The neurologist at Wayne State University School of Medicine discussed recently published data describing inebilizumab’s role in producing rapid and sustained B-cell depletion in African Americans with NMOSD [WATCH TIME: 4 minutes]
WATCH TIME: 4 minutes
"No African Americans experienced disability worsening on inebilizumab compared to 1 patient in the placebo group. We also saw rapid and sustained B-cell depletion, with IgM below their normal limit in 60% of African Americans.”
At the 15th World Congress on Controversies in Neurology, September 23-26, data from a retrospective analysis of the pivotal phase 2/3 N-MOmentum clinical trial (NCT02200770) was presented. The analysis evaluated inebilizumab (Uplizna; Viela Bio), an FDA-approved anti-CD19 B-cell depleting humanized monoclonal antibody, in a subpopulation of 20 African Americans with anti-aquaporin-4 (AQP4) antibody positive neuromyelitis optica spectrum disorder (NMOSD).

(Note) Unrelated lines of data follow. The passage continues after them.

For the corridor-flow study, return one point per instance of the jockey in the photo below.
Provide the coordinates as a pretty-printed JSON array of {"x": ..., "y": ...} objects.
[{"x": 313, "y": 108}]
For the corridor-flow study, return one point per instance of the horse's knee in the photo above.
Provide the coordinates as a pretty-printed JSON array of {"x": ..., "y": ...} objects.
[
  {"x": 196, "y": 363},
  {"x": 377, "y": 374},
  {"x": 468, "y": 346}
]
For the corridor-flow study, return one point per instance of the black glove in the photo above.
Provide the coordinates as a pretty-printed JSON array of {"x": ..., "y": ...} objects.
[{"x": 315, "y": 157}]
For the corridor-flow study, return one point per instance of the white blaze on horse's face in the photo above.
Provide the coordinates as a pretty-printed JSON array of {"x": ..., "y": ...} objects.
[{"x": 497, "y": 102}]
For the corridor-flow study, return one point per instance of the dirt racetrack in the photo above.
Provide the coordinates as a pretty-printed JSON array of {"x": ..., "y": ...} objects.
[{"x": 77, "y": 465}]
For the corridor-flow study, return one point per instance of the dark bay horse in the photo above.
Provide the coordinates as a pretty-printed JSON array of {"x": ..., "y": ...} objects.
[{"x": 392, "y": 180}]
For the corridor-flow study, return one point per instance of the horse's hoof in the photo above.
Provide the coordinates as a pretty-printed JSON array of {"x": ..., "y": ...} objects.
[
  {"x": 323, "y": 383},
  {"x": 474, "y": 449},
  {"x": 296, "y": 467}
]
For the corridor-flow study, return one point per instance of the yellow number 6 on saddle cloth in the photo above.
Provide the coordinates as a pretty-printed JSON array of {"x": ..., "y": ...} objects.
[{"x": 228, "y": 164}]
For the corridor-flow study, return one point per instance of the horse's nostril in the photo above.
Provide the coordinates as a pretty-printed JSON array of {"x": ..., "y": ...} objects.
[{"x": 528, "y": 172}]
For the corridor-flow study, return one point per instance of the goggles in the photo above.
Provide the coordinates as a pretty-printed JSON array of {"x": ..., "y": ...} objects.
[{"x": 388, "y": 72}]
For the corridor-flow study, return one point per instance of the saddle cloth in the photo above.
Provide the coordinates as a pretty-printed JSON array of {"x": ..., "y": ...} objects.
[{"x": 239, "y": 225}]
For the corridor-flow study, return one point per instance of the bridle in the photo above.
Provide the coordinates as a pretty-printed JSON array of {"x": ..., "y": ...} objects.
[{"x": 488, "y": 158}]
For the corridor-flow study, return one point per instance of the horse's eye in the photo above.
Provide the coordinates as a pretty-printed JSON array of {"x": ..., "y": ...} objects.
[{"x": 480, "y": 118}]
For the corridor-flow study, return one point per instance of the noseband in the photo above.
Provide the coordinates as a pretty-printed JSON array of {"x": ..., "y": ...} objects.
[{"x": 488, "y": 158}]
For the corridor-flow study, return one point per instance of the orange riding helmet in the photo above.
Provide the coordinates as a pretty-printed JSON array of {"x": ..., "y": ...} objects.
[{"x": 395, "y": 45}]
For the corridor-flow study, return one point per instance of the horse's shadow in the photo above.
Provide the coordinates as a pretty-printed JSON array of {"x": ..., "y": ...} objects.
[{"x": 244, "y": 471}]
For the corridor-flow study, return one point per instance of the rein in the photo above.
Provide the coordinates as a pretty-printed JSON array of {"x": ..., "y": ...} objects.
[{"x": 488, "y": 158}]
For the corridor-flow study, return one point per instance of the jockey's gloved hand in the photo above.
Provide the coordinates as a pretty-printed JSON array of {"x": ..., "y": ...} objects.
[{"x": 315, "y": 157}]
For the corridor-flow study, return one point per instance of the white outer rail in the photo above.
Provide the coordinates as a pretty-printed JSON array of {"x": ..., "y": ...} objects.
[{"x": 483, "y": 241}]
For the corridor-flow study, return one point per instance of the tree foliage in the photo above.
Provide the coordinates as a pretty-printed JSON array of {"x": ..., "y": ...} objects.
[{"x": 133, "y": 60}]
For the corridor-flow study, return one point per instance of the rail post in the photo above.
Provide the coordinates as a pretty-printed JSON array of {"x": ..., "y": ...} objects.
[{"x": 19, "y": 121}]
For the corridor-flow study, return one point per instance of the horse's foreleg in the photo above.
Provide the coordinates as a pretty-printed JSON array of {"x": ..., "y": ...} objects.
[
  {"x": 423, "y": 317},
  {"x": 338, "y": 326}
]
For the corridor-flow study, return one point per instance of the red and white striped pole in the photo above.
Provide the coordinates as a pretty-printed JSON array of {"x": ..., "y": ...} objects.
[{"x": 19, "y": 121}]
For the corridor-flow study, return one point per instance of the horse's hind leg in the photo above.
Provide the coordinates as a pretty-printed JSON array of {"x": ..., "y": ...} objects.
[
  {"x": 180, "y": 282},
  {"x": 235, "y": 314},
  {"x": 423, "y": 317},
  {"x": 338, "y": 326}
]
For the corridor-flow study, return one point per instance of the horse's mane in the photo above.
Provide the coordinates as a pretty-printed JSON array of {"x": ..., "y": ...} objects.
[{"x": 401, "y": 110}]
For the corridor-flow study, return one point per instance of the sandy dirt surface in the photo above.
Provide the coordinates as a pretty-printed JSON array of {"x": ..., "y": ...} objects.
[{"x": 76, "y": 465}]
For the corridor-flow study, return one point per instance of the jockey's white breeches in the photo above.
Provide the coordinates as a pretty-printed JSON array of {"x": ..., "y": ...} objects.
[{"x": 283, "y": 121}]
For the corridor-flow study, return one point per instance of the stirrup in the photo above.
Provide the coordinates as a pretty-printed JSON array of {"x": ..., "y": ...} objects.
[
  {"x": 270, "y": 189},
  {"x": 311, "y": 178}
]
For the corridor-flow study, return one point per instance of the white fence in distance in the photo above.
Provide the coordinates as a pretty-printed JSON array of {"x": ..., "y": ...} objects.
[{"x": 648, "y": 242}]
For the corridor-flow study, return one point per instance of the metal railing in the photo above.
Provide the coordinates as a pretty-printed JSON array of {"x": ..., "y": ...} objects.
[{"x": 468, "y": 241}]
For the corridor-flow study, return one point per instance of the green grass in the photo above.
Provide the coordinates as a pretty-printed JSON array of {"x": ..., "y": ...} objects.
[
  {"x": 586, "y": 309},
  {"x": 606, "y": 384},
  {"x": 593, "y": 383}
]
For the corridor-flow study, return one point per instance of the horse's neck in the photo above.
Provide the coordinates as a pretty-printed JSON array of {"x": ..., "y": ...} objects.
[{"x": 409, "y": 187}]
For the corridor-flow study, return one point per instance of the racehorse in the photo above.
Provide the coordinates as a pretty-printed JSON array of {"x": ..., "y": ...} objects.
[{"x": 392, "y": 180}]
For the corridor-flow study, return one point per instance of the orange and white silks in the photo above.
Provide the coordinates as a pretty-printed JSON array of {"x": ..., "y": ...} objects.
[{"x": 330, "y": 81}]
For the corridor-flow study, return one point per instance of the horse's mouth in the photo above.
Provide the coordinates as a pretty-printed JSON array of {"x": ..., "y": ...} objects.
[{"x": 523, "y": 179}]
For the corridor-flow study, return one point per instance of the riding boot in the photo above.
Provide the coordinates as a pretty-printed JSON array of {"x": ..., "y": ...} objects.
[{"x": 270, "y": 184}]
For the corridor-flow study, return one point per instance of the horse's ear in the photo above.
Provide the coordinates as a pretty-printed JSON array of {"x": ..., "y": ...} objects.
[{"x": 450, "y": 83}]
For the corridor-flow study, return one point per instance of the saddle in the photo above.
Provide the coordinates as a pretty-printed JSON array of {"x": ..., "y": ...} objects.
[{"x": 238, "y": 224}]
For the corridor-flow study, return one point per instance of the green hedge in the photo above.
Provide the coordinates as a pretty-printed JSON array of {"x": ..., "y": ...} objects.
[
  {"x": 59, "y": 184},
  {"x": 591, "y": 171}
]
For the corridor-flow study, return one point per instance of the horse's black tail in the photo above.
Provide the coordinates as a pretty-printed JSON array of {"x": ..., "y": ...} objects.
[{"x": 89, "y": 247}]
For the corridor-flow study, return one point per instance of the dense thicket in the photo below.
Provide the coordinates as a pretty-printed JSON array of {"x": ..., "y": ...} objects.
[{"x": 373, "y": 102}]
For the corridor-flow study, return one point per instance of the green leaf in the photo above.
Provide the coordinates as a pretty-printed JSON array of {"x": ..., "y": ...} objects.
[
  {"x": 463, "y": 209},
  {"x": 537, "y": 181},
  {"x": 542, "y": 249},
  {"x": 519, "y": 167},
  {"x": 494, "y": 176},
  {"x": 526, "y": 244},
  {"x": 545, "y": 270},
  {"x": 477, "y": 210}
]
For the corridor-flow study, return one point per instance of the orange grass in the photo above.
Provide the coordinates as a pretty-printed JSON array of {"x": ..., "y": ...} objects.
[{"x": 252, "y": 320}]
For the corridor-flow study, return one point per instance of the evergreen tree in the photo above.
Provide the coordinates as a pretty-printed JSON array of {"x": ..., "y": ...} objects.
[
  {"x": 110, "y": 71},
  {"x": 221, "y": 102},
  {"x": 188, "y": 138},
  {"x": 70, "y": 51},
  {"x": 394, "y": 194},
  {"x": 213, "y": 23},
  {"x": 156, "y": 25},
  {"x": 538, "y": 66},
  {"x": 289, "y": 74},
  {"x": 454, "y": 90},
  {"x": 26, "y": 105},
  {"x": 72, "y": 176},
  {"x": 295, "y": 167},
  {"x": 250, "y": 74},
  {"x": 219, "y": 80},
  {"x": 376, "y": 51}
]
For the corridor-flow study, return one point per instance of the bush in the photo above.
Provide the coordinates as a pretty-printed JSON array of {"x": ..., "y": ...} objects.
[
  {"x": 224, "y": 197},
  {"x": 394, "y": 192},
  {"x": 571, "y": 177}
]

Previous research has suggested that African Americans with NMOSD have a different experience managing this disease, including an earlier age of onset and more severe relapses compared with Caucasians, as well as different responses to targeted therapeutics. At the end of the study, treatment with inebilizumab resulted in an annualized attack rate (AAR) of 0.06 for African Americans compared with 0.09 in the overall group. For reference, median AAR in the African American group in the 2 years before enrollment was 1.38.
Evanthia Bernitsas, MD, neurologist, Wayne State University School of Medicine, and lead author of the study, sat down with NeurologyLive to discuss the importance of the results, including the most top-level findings. She also provided background on the history of the drug and its role within the treatment landscape.